Menurutnya, banyak negara yang mengalami kesulitan dalam melakukan lompatan untuk membuat negaranya "naik kelas", contohnya India yang sampai saat ini masih terkategori middle income.

“Kita tidak mau hal itu terjadi dengan Indonesia. Oleh karenanya isu ini harus diangkat dan didiskusikan mengingat syarat untuk keluar dari middle income trap adalah pertumbuhan ekonomi diatas 6% sedang saat ini ekonomi Indonesia hanya mampu tumbuh di angka 5,02%. Dalam forum ini juga kami telah menghasilkan rekomendasi untuk ditembuskan kepada Pemerintah Pusat maupun Pemerintah Daerah di masing-masing wilayah," tarang Wahyu.

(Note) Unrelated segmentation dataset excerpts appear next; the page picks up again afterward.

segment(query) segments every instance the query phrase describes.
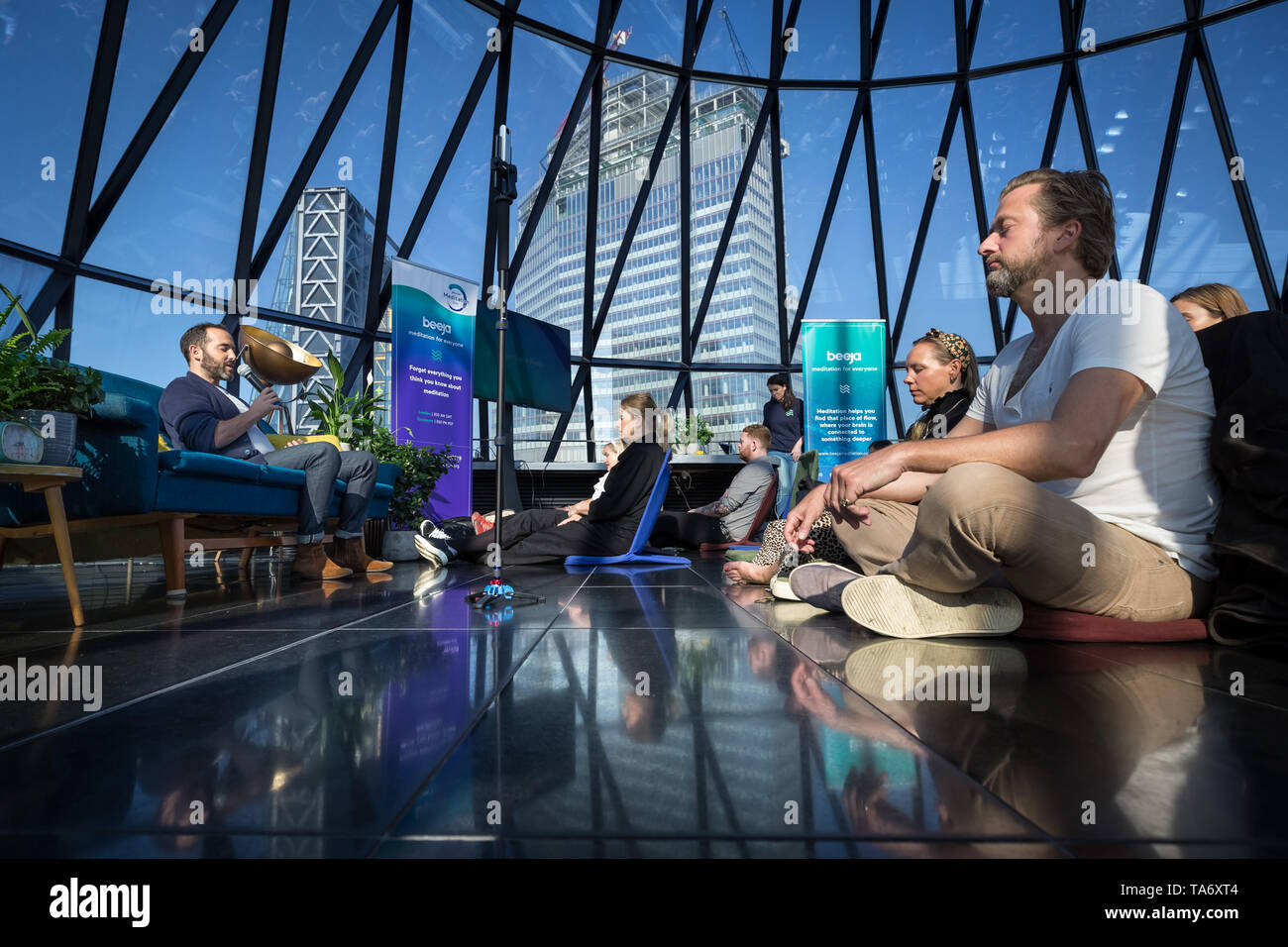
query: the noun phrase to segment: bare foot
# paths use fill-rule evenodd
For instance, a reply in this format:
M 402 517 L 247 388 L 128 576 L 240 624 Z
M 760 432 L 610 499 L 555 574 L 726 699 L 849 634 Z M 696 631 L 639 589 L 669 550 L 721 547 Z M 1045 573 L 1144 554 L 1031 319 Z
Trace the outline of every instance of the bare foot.
M 756 566 L 750 562 L 730 562 L 725 564 L 725 577 L 732 582 L 746 582 L 747 585 L 769 585 L 778 569 L 773 563 L 769 566 Z

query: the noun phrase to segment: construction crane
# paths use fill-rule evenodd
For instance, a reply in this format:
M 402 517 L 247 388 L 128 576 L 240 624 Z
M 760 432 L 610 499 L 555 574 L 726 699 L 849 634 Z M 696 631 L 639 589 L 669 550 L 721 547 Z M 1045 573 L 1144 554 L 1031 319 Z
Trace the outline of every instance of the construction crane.
M 724 18 L 725 28 L 729 30 L 729 41 L 733 44 L 733 54 L 738 57 L 738 68 L 742 70 L 742 75 L 751 75 L 751 63 L 747 62 L 747 54 L 742 52 L 742 44 L 738 43 L 738 33 L 733 30 L 733 19 L 729 17 L 729 8 L 721 6 L 720 15 Z
M 626 45 L 626 40 L 629 40 L 631 37 L 632 32 L 635 32 L 635 27 L 634 26 L 629 26 L 625 30 L 614 30 L 613 35 L 608 37 L 608 49 L 609 50 L 614 50 L 614 49 L 621 49 L 622 46 L 625 46 Z M 607 73 L 608 73 L 608 63 L 605 62 L 603 64 L 603 67 L 599 70 L 599 81 L 601 81 L 601 82 L 607 81 L 605 80 L 605 75 Z M 550 146 L 546 148 L 545 157 L 541 158 L 541 170 L 542 170 L 542 173 L 545 173 L 546 166 L 550 164 L 550 156 L 554 155 L 555 142 L 558 142 L 559 140 L 559 135 L 563 134 L 563 126 L 568 122 L 568 116 L 571 116 L 571 115 L 572 115 L 571 111 L 567 112 L 564 115 L 564 117 L 563 117 L 563 121 L 559 122 L 559 128 L 555 129 L 555 137 L 550 142 Z
M 725 28 L 729 31 L 729 43 L 733 45 L 733 54 L 738 57 L 738 68 L 742 70 L 742 75 L 751 76 L 751 62 L 748 62 L 747 54 L 742 50 L 742 44 L 738 43 L 738 33 L 733 28 L 733 17 L 729 15 L 729 8 L 721 6 L 720 15 L 724 18 Z M 781 102 L 778 107 L 782 110 Z M 778 148 L 783 157 L 788 157 L 792 153 L 786 138 L 778 139 Z

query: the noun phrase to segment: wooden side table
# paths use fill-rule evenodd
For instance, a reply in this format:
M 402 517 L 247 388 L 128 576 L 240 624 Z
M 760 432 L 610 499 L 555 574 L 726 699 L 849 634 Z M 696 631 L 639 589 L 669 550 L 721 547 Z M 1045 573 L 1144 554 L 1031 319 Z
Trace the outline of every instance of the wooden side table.
M 63 567 L 63 582 L 67 585 L 67 599 L 72 606 L 72 620 L 76 622 L 76 627 L 85 624 L 85 613 L 80 606 L 80 589 L 76 588 L 76 560 L 72 558 L 72 539 L 67 532 L 63 484 L 80 478 L 79 466 L 0 464 L 0 483 L 18 483 L 28 493 L 35 493 L 39 490 L 45 495 L 45 505 L 49 508 L 49 531 L 53 532 L 54 544 L 58 546 L 58 562 Z M 19 533 L 35 535 L 30 527 L 0 530 L 0 537 Z M 0 540 L 0 555 L 3 554 L 3 540 Z

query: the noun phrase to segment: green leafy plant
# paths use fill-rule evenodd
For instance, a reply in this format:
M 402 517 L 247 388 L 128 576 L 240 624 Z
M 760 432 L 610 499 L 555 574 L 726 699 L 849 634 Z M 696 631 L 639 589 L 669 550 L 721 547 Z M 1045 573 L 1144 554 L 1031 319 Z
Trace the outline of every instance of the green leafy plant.
M 0 285 L 9 304 L 0 313 L 0 330 L 14 313 L 22 327 L 0 341 L 0 417 L 12 419 L 18 411 L 66 411 L 89 417 L 91 406 L 103 401 L 103 376 L 94 368 L 81 368 L 53 358 L 53 352 L 71 334 L 52 329 L 36 334 L 15 296 Z
M 411 434 L 411 430 L 407 430 Z M 411 441 L 395 443 L 388 428 L 375 428 L 365 450 L 385 464 L 398 464 L 403 470 L 394 481 L 389 501 L 389 524 L 394 530 L 411 530 L 420 524 L 425 504 L 439 478 L 453 469 L 459 457 L 443 447 L 417 447 Z
M 706 447 L 711 443 L 711 438 L 715 437 L 715 432 L 711 430 L 711 425 L 702 419 L 702 415 L 697 414 L 688 415 L 683 420 L 676 421 L 675 430 L 675 441 L 681 445 L 697 442 Z
M 358 450 L 371 450 L 371 438 L 377 429 L 376 415 L 384 410 L 384 397 L 372 393 L 371 385 L 359 394 L 345 394 L 341 389 L 344 366 L 332 352 L 326 354 L 326 367 L 331 372 L 331 384 L 314 388 L 308 401 L 309 417 L 318 425 L 317 433 L 334 434 Z

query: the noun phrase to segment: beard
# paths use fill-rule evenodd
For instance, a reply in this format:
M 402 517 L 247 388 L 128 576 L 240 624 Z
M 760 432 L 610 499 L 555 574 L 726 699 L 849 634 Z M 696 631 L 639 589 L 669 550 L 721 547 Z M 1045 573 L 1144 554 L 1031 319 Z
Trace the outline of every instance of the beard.
M 222 358 L 214 358 L 205 349 L 201 350 L 201 367 L 220 381 L 227 381 L 233 376 L 233 366 L 225 365 Z
M 984 282 L 990 296 L 1011 296 L 1021 286 L 1028 286 L 1041 277 L 1050 263 L 1048 254 L 1038 253 L 1038 244 L 1034 241 L 1028 259 L 1007 265 L 1001 256 L 994 259 L 1001 263 L 997 269 L 987 271 Z

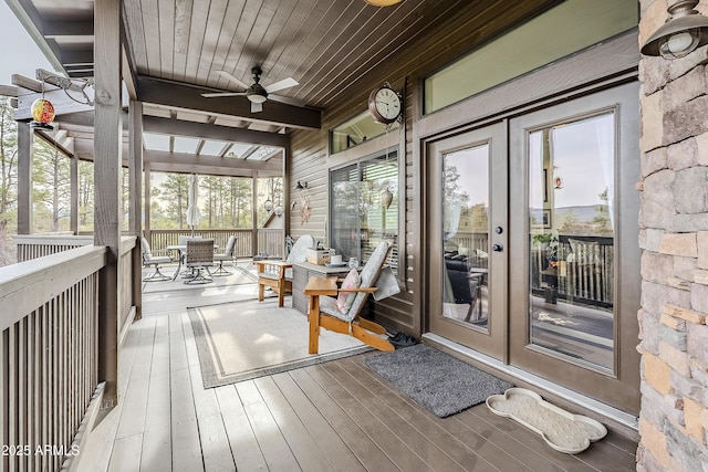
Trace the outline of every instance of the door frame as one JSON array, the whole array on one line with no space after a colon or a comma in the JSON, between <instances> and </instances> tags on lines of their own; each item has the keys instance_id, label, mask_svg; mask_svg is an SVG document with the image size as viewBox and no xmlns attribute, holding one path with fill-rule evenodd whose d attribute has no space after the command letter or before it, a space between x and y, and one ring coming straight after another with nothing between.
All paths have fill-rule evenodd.
<instances>
[{"instance_id":1,"label":"door frame","mask_svg":"<svg viewBox=\"0 0 708 472\"><path fill-rule=\"evenodd\" d=\"M591 115L603 109L616 113L615 153L615 274L614 283L614 368L612 373L592 368L568 358L550 355L529 346L529 216L528 183L523 191L510 197L510 258L519 260L521 270L510 274L510 364L525 371L582 391L624 411L639 411L638 321L641 277L639 196L635 182L639 178L639 84L633 82L595 94L525 114L510 120L511 185L528 180L528 129L538 129L558 119ZM634 109L634 112L632 112ZM514 181L516 179L516 181ZM620 289L621 287L621 289ZM582 370L579 376L577 369ZM560 381L560 379L569 379ZM604 388L597 388L603 385ZM610 388L607 388L610 387Z\"/></svg>"},{"instance_id":2,"label":"door frame","mask_svg":"<svg viewBox=\"0 0 708 472\"><path fill-rule=\"evenodd\" d=\"M508 126L507 120L500 120L486 126L468 129L454 136L427 143L427 159L424 169L424 211L427 214L425 239L428 241L426 251L425 301L427 310L424 326L426 331L436 331L437 334L465 345L473 345L476 349L493 357L502 363L508 361L508 298L506 286L508 285ZM489 155L489 202L499 202L490 212L489 219L489 245L501 244L502 251L489 251L489 322L487 329L480 329L465 322L455 321L442 316L442 290L445 271L442 254L442 157L448 153L471 148L488 144ZM464 177L464 176L462 176ZM491 207L491 206L490 206ZM497 233L494 228L501 228ZM493 307L493 310L492 310Z\"/></svg>"}]
</instances>

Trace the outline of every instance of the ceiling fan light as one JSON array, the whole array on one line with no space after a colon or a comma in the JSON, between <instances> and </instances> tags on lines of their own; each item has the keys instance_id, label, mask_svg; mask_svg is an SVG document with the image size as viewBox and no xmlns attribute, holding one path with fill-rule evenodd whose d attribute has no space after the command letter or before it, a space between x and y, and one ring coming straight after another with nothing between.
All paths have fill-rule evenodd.
<instances>
[{"instance_id":1,"label":"ceiling fan light","mask_svg":"<svg viewBox=\"0 0 708 472\"><path fill-rule=\"evenodd\" d=\"M392 4L400 3L400 0L364 0L368 4L374 7L391 7Z\"/></svg>"},{"instance_id":2,"label":"ceiling fan light","mask_svg":"<svg viewBox=\"0 0 708 472\"><path fill-rule=\"evenodd\" d=\"M267 99L267 97L261 94L247 94L246 96L253 103L263 103Z\"/></svg>"}]
</instances>

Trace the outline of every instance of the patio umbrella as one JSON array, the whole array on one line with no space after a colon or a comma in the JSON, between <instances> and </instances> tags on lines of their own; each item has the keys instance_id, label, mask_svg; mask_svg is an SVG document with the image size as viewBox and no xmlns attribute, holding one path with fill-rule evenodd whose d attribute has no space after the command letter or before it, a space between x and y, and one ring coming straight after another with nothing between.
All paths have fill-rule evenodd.
<instances>
[{"instance_id":1,"label":"patio umbrella","mask_svg":"<svg viewBox=\"0 0 708 472\"><path fill-rule=\"evenodd\" d=\"M189 195L187 204L187 224L191 225L191 235L195 235L195 227L201 220L199 212L199 179L196 174L189 176Z\"/></svg>"}]
</instances>

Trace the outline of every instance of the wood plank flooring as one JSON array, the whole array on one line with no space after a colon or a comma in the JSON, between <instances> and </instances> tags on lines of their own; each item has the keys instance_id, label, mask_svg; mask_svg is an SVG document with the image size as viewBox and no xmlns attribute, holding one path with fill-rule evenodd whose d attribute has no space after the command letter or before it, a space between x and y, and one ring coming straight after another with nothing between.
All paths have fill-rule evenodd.
<instances>
[{"instance_id":1,"label":"wood plank flooring","mask_svg":"<svg viewBox=\"0 0 708 472\"><path fill-rule=\"evenodd\" d=\"M635 470L636 442L613 432L568 455L485 405L437 418L362 365L375 353L204 389L187 306L254 296L256 285L145 294L119 354L121 401L80 470Z\"/></svg>"}]
</instances>

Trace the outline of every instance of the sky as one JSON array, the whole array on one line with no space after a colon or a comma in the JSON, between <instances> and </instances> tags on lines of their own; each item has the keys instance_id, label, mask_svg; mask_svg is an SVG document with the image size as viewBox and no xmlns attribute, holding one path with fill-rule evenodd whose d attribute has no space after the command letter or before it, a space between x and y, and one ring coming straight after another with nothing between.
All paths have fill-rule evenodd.
<instances>
[{"instance_id":1,"label":"sky","mask_svg":"<svg viewBox=\"0 0 708 472\"><path fill-rule=\"evenodd\" d=\"M12 85L12 74L35 77L34 71L52 67L4 0L0 0L0 85Z\"/></svg>"}]
</instances>

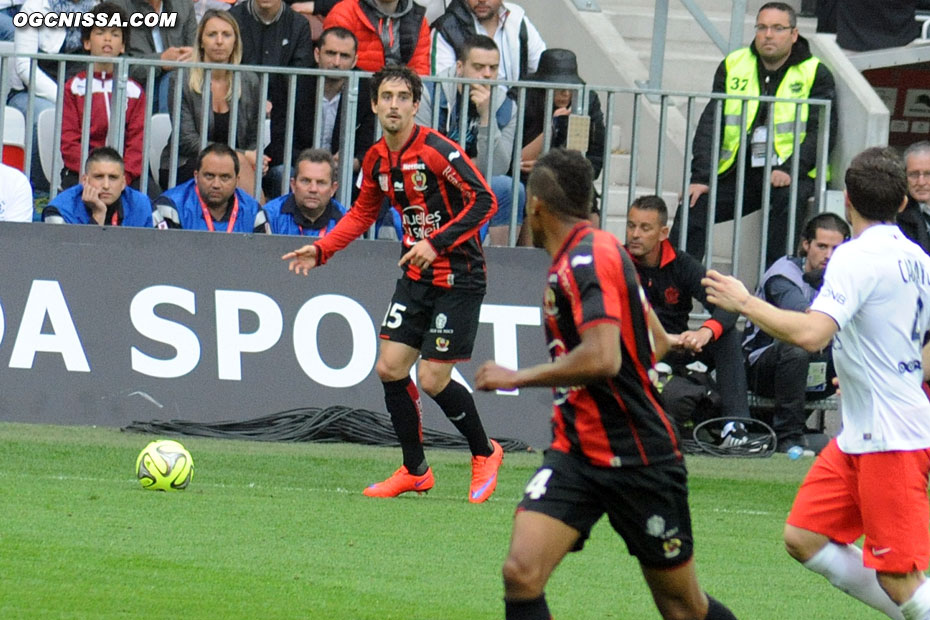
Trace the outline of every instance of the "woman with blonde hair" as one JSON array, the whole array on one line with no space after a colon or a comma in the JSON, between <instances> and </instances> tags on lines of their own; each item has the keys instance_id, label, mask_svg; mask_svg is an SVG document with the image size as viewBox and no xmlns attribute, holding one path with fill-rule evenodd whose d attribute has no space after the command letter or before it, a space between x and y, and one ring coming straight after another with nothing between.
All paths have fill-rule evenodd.
<instances>
[{"instance_id":1,"label":"woman with blonde hair","mask_svg":"<svg viewBox=\"0 0 930 620\"><path fill-rule=\"evenodd\" d=\"M229 13L215 9L204 13L197 27L194 41L195 63L217 63L238 65L242 61L242 37L239 26ZM229 143L234 75L239 76L239 101L236 121L236 142L231 145L239 154L239 187L251 193L255 189L256 138L258 134L258 111L260 88L258 77L250 71L213 69L210 81L207 71L195 66L188 71L181 93L180 136L178 139L178 175L175 185L193 177L197 154L201 150L200 127L203 120L203 96L210 91L210 106L207 118L207 143ZM169 98L169 111L174 112L174 87ZM177 122L171 119L172 124ZM162 187L168 185L168 167L171 161L171 141L168 141L161 157ZM259 174L268 166L268 157L261 162Z\"/></svg>"}]
</instances>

Badan Pengawas dan Konsultasi ISMEI yang berasal dari Lampung, Dimas Dwi Pratikno menerangkan, ISMEI merupakan lembaga yang fokus terhadap isu-isu ekonomi. “Melalui kegiatan ini kami berhasil mendapat beberapa poin rekomendasi bagi pemerintah pusat diantaranya mendorong penerimaan pajak dengan mendesak Menteri Keuangan mengeluarkan regulasi terkait pajak deviden bagi investor yang menginvestasikan modalnya di Indonesia, karena dinilai dapat menambah penerimaan negara dibanding harus mengurangi subsidi ke masyarakat miskin yang dirasa sangat membebani atau menambah hutang negara untuk menambal defisit.”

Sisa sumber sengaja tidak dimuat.